But in metaphorical (architectural) sense, yeah, you can probably get rid of it and use different monadic datatypes for different parts of the program that access different pieces in the world.

However, I am not clear how you then combine/serialize those different monads. It seems eventually you will get something like IO monad again. I am not sure but I think there needs to be some master monad going on in all Haskell programs that (potentially) serializes all the actions to the outside world.

4 comments

There has to be an RTS interface. Right now this is "there exists a value called main in the Main module of type IO which the RTS magically understands". This is annoying because it moves so much of IO's reasoning into "RTS Magic".

There are better models of IO (some discussion here http://comonad.com/reader/2011/free-monads-for-less-3/) which essentially boil down to "bidirectional communication channel with a Real Machine" and these can provide a foothold for better semantics. Similar ideas drove the first "IO" based on input and output streams (but handles synchronization the way we need).

There's also chance for other ideas of RTS. For instance, we might embed 99% of Haskell into a real-time RTS and have real world interaction be governed by something like FRP.
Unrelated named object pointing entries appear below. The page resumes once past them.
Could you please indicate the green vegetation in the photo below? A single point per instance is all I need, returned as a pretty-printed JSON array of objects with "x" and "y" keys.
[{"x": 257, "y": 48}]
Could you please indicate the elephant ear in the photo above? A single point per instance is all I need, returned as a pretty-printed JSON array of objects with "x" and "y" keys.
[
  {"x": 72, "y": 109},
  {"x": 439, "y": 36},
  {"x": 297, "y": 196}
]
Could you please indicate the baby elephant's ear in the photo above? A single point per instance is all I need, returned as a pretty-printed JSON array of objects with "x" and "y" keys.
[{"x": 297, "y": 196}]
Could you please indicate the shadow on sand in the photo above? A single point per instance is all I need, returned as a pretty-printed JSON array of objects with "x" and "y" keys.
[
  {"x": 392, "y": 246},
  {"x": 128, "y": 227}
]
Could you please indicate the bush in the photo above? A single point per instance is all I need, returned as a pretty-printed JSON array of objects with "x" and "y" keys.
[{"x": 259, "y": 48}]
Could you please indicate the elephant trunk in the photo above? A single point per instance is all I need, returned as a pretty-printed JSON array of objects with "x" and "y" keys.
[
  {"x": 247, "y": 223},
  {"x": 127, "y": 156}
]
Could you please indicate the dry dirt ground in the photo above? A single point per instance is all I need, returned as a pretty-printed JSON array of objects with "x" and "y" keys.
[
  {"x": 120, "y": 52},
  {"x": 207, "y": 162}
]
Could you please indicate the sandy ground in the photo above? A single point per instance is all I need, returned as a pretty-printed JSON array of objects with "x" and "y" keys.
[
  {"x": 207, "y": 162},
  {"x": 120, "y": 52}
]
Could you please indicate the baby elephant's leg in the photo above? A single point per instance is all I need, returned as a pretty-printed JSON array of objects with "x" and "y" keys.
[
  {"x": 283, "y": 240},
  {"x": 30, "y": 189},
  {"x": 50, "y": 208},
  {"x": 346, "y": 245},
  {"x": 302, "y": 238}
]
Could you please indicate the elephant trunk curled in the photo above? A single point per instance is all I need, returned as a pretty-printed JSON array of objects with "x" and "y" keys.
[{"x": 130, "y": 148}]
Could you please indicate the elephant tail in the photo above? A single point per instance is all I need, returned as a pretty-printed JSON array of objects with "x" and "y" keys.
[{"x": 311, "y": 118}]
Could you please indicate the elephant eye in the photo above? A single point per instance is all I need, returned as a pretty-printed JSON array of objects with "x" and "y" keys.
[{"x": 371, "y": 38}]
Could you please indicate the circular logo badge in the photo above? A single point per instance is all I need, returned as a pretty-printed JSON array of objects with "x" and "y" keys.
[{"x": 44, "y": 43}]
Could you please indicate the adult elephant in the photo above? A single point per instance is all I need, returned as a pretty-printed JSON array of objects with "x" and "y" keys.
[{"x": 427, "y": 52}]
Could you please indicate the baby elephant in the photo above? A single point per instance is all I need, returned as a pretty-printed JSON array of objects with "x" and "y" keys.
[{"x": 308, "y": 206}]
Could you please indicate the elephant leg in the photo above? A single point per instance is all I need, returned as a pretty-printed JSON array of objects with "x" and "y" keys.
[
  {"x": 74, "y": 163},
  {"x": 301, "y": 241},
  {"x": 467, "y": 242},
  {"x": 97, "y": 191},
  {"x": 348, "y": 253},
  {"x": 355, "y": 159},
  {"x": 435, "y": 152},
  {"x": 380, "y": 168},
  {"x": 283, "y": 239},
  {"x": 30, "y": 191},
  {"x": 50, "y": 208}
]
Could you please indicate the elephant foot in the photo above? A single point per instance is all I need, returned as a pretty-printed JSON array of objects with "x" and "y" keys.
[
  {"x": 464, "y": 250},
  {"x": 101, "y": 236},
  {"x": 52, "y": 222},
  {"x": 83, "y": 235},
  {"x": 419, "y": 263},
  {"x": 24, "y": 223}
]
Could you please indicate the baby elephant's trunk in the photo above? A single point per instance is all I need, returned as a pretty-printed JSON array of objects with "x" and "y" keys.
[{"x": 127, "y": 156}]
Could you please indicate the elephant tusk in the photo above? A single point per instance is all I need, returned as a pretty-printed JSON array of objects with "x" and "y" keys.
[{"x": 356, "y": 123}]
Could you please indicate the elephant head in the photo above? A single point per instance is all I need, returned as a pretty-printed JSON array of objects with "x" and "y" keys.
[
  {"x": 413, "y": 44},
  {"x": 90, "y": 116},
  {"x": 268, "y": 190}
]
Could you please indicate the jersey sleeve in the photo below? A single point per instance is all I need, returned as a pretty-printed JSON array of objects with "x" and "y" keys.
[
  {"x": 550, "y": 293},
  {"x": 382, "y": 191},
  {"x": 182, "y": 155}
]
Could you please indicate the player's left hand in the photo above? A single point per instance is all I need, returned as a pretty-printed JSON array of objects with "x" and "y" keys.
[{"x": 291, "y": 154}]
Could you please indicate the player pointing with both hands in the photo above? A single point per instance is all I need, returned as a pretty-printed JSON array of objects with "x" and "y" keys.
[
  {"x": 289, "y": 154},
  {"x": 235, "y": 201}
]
The article is about writing your real-word facing code in another monad, and only at an execution layer binding that monad to IO.
You can build IO from other things; you can't build other things from IO (because you can't inspect IO).
Haskell had a different system for IO before the IO monad existed, so it's not _strictly_ necessary.
Yeah, but that system sucked. You essentially sent commands to an external interpreter to do I/O. Simon Peyton Jones calls it "embarassing" in Coders At Work.